Esta cinta (la primera del director Ricardo Velarde) es peculiar no por gracia de su condición de thriller, sino a pesar de ello. En ella, los lineamientos que requiere el género no son camisa de fuerza y, por el contrario, se convierten en punto de partida para el entrelazamiento con otras filias narrativas, como las del gore e incluso del cine de aventuras.
Para la puesta en marcha de tal emprendimiento, el cineasta diseña personajes atractivos (perdedores y exiliados, separados de sus entornos por capricho del porvenir, o por simple mala suerte) y escoge bien a sus actores, a quienes coloca en medio de un páramo sombrío y quieto, amurallado por cerros y sombras.
Sin duda, el relato gana potencia gracias al recorrido visual que se hace de los decorados: las montañas que se erigen como monolitos macabros, la podredumbre reinante de la morgue y la estrechez claustrofóbica de los callejones del pueblo integran en la cinta una atmósfera sobrecogedora e intrigante.
Se suma al clima de extrañeza la incorporación súbita de elementos ajenos a la naturaleza de la ficción.
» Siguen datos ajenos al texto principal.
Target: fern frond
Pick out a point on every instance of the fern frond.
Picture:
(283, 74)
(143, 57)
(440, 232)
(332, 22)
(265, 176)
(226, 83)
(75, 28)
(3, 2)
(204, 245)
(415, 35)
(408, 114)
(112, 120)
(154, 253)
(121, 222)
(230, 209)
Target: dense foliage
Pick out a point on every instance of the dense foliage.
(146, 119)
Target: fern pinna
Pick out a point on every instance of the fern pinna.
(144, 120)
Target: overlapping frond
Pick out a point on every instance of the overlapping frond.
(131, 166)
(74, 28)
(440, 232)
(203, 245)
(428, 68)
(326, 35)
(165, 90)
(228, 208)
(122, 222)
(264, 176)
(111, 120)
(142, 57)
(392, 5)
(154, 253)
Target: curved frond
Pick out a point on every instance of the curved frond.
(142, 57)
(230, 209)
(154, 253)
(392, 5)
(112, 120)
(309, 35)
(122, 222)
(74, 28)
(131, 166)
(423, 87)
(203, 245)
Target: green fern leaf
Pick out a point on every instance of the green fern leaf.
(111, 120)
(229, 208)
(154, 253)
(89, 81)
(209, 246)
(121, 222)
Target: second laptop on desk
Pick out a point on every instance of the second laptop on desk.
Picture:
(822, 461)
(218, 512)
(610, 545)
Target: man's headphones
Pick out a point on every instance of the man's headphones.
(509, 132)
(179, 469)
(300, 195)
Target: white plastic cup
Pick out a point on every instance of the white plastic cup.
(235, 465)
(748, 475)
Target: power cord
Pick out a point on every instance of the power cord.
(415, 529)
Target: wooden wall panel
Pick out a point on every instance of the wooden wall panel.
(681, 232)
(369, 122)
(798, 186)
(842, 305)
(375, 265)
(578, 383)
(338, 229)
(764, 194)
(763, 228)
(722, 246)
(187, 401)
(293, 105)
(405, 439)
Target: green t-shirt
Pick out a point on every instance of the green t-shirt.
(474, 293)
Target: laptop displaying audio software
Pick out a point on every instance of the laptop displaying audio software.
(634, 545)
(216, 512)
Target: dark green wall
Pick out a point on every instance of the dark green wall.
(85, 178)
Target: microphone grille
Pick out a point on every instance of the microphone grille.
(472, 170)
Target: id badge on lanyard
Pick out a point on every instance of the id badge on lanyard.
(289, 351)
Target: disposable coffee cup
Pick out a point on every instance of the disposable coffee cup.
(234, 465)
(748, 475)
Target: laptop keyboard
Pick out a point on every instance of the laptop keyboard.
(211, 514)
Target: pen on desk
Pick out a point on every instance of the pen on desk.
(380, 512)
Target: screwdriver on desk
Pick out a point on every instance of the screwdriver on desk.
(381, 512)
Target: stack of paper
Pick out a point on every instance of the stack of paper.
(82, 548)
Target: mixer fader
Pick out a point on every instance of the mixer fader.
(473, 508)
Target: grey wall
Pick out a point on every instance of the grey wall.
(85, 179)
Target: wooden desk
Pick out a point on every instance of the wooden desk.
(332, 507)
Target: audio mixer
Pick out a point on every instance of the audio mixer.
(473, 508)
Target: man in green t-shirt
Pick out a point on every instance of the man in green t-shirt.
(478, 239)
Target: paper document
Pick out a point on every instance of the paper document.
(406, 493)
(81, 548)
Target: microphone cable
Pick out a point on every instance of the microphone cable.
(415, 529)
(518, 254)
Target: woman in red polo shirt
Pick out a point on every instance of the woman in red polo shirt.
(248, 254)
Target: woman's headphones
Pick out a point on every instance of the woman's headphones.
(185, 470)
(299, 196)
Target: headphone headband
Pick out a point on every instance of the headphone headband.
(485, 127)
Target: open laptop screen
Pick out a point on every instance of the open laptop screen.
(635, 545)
Las vísceras expuestas, los villanos pintorescos, el coqueteo con lo grotesco, lo místico y lo sobrenatural hacen del conjunto un pastiche que remite a aquella serie B que suele ser el bocado preferido de los aficionados al horror más truculento y obsceno.
Lamentablemente, el realizador ensucia el conjunto con cuadros expositivos, donde los protagonistas se ven obligados a poner sus cartas sobre la mesa, haciendo evidentes los rasgos distintivos que dotan de color a sus personajes en la ficción. Esto no sólo frena el suspenso, sino que entumece el ritmo del relato y quiebra el clima de angustia, cambiándolo por un sentimentalismo forzado e incómodo. No se trata de momentos aislados, y eso disminuye el impacto total del thriller.
Sin embargo, es bienvenido un último elemento que se suma a la anécdota, y que enriquece la mezcla de géneros. Una vuelta de tuerca en la historia la emparenta con “El tesoro de Sierra Madre” de John Huston, aquella formidable cinta de aventuras, que ponía en escena el límite de la voluntad humana en el comienzo de la avaricia y el hambre por la posesión de riquezas. Uno de los personajes (no revelaré cuál) irá mutando poco a poco hacia una suerte de Fredd Dobbs, aquel reacio y amoral megalómano que interpretara el legendario Humphrey Bogart.
Aquel detalle y el manejo de la conclusión del nudo narrativo (que no vacila y por el contrario se atreve a rizar más el rizo), dotan a la cinta de cierta frescura y gozo siniestro. “La luz en el cerro” tiene gusto por la sangre y las tripas, y posee también el descaro para vaciarlas en la pantalla.